Fastest way to delete millions of registers in sql server

114 Views Asked by At

I have a big table in SQL server which contains 136.651.894 of rows. One month ago were inserted 7.668.309 new rows with an error in one field. In the moment of the insert I create a copy table to ensure that this does not happen, but nobody saw the error and I dropped the table one week after the load process.

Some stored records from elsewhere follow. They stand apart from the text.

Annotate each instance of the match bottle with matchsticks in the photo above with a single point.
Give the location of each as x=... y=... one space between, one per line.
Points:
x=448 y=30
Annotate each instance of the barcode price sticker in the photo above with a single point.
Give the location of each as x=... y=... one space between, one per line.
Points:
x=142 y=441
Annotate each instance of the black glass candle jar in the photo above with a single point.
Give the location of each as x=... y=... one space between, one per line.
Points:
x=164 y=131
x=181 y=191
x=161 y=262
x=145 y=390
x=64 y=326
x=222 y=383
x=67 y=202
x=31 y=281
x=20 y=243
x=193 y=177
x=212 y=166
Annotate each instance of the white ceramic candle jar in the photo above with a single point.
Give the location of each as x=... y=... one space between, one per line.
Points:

To delete the rows I create a procedure which select the max values per myID from the original table (this is because the error was that we add more zeros in the field value, so the max value is wrong and this register has to be deleted), and in a backup table I search this registers for myID and value and I delete the row.

For example one row is:

ID myId Value Other fields...
2 2345 25948238400 Other values...

The procedure is:

CREATE PROCEDURE [dbo].[P_DELETE_ROWS] 
AS BEGIN
    DECLARE @myId VARCHAR(22)
    DECLARE @value VARCHAR(20)

  DECLARE c_max CURSOR 
  FOR
    SELECT myId,max ([value]) as maxValue
    FROM t1Original
    group by  myId
    order by maxValuedesc

  OPEN c_max
    FETCH NEXT FROM c_max
    INTO @myId ,@value

  WHILE @@FETCH_STATUS = 0  
    BEGIN
        print 'Deleting '+@myId+' y caudal '+@value +''
        DELETE FROM [t1OriginalCopy] WHERE myId=@myIdAND value=@value
        FETCH NEXT FROM c_max 
        INTO @myId,@value
    END

  CLOSE c_maxs
  DEALLOCATE c_max
END

The problem of this is that it takes too much time, now is over 1 day of execution...

How can I improve the performance of this process?

2

There are 2 best solutions below

1
On BEST ANSWER

Use DENSE_RANK instead of CURSOR.

Try this

;WITH cte
     AS (SELECT Dense_rank()OVER(partition BY myId ORDER BY value DESC) rn,*
         FROM   [t1OriginalCopy])
DELETE FROM cte
WHERE  rn = 1 

If the table(t1OriginalCopy) will be used in parallel in some other operation then you may have to split the delete into batches to avoid locks

2
On

The server might be overloaded and unable to do other tasks if you try to delete all at once, so do it in batches that you can stop and continue later if necessary. Adjust 'top(100)' to change batch size, depending on how the server manages.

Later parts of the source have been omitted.